USA wollen Nordkorea komplett isolieren

30.11.2017 • 21:38 Uhr / 3 Minuten Lesezeit
Nordkoreaner verfolgen auf Bildschirmen in der Hauptstadt Pjöngjang die Verkündung des jüngsten Raketentests. AFP
Nordkoreaner verfolgen auf Bildschirmen in der Hauptstadt Pjöngjang die Verkündung des jüngsten Raketentests. AFP

Diplomatischer Druck soll nach Raketentest erhöht werden.

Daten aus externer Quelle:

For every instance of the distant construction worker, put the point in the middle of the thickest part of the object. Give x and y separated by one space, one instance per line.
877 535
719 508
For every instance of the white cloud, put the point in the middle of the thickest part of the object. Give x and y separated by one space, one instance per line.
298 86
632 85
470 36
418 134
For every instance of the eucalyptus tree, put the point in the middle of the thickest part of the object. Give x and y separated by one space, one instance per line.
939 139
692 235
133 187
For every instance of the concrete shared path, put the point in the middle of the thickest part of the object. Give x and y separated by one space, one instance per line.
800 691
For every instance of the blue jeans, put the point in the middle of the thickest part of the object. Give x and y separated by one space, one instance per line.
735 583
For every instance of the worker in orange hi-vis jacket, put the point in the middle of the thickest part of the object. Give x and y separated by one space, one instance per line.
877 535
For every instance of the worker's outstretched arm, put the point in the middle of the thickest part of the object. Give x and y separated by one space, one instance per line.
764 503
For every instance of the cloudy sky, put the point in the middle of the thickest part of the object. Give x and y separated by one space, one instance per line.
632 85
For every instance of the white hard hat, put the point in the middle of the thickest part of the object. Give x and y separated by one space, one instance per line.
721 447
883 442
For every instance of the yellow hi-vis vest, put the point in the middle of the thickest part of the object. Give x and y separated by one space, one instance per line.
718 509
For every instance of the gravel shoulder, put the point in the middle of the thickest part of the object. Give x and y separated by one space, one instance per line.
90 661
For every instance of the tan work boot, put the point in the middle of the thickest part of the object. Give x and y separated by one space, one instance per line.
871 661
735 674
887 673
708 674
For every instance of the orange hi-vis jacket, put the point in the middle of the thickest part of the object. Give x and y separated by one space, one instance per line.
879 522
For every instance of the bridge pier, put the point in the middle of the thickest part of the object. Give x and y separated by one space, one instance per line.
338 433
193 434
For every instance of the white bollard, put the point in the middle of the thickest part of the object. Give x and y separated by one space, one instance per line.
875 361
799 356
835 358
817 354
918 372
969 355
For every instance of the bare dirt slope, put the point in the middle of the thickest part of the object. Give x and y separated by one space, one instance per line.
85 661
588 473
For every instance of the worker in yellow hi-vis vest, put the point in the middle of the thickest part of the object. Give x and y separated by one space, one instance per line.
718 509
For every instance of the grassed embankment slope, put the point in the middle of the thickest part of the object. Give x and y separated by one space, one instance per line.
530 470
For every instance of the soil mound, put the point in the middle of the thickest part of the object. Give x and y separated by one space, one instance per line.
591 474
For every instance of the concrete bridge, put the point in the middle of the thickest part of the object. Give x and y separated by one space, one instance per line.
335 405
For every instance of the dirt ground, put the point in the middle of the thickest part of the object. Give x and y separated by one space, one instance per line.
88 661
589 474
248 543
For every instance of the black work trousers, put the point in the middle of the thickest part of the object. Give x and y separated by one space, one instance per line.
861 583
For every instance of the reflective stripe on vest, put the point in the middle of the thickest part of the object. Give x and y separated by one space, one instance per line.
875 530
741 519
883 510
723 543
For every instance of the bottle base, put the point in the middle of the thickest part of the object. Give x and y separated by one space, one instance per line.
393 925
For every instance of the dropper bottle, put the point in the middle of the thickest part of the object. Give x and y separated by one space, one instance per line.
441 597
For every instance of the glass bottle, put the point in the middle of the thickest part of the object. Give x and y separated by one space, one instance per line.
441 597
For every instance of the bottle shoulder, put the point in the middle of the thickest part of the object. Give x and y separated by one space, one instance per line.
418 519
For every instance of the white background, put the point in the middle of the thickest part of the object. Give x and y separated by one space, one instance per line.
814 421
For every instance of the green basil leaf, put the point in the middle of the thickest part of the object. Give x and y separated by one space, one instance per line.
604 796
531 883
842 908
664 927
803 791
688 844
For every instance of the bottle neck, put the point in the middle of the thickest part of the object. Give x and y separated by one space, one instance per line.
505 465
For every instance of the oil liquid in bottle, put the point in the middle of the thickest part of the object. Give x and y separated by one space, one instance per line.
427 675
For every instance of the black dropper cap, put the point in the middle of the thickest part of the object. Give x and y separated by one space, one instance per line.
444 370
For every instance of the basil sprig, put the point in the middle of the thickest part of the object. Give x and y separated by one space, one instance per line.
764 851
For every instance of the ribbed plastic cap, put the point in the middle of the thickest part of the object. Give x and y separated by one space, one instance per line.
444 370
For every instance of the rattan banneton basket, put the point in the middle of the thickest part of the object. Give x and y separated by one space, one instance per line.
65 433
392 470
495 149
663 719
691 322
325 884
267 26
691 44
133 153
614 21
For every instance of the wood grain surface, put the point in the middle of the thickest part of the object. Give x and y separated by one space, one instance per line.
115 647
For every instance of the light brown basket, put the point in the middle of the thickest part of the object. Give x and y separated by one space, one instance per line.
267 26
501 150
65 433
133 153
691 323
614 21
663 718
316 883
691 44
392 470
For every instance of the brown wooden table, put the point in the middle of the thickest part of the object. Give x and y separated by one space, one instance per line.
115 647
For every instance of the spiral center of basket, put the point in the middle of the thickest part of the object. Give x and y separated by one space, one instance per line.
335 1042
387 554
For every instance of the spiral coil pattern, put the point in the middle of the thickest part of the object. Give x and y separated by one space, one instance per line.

washington Als Reaktion auf den jüngsten nordkoreanischen Raketentest haben die USA alle Länder aufgefordert, ihre diplomatischen Beziehungen und alle Handelsbeziehungen mit dem Land abzubrechen. Die US-Botschafterin der Vereinten Nationen, Nikki Haley, warnte Nordkorea in einer Dringlichkeitssitzung des Sicherheitsrates zudem, „im Falle eines Krieges“ drohe Pjöngjang die vollständige Zerstörung.

Berlin zieht Mitarbeiter ab

Deutschland will seine Gesprächskanäle vorerst aufrechterhalten. Gleichwohl werden die diplomatischen Beziehungen mit Nordkorea eingeschränkt, berichtete der deutsche Außenminister Sigmar Gabriel nach einem Gespräch mit seinem US-Amtskollegen Rex Tillerson am Donnerstag. Ein Diplomat wird aus Pjöngjang abgezogen, Berlin hat zudem die nordkoreanische Seite dazu aufgefordert, ihrerseits einen Diplomaten zurückzubeordern. Den von den USA geforderten Abzug des Botschafters lehnt Deutschland aber weiter ab. „Natürlich sprechen wir mit unseren europäischen Kollegen auch darüber, ob es notwendig ist, den diplomatischen Druck noch weiter zu erhöhen“, betonte Gabriel. Österreich unterhält keine diplomatische Vertretung in Nordkorea, Pjöngjang hat aber eine Botschaft in Wien.

Russland zeigte sich ablehnend. Das Vorgehen sei geeignet, Nordkorea zu extremen Schritten zu provozieren, zitierten russische Nachrichtenagenturen Außenminister Sergej Lawrow. Allem Anschein nach solle alles daran gesetzt werden, um Machthaber Kim Jong-un zu einer „verzweifelten Tat“ zu bringen. Auch China reagierte zurückhaltend. Außenamtsprecher Geng Shuang sagte, eine Lösung des Konflikts müsse mit „Verhandlung und Dialog“ erreicht werden. Washington forderte zuvor von Peking, die Öllieferungen an das Nachbarland einzustellen. Diese hat China bereits im Oktober eingeschränkt, aber nicht komplett gestoppt. Der Raketentest Nordkoreas war der 19. in diesem Jahr. Im September hatte das Land zudem zum sechsten Mal einen Atomtest unternommen. US-Präsident Donald Trump kündigte an, Pjöngjang notfalls militärisch daran zu hindern, das US-Festland mit Atomwaffen zu bedrohen.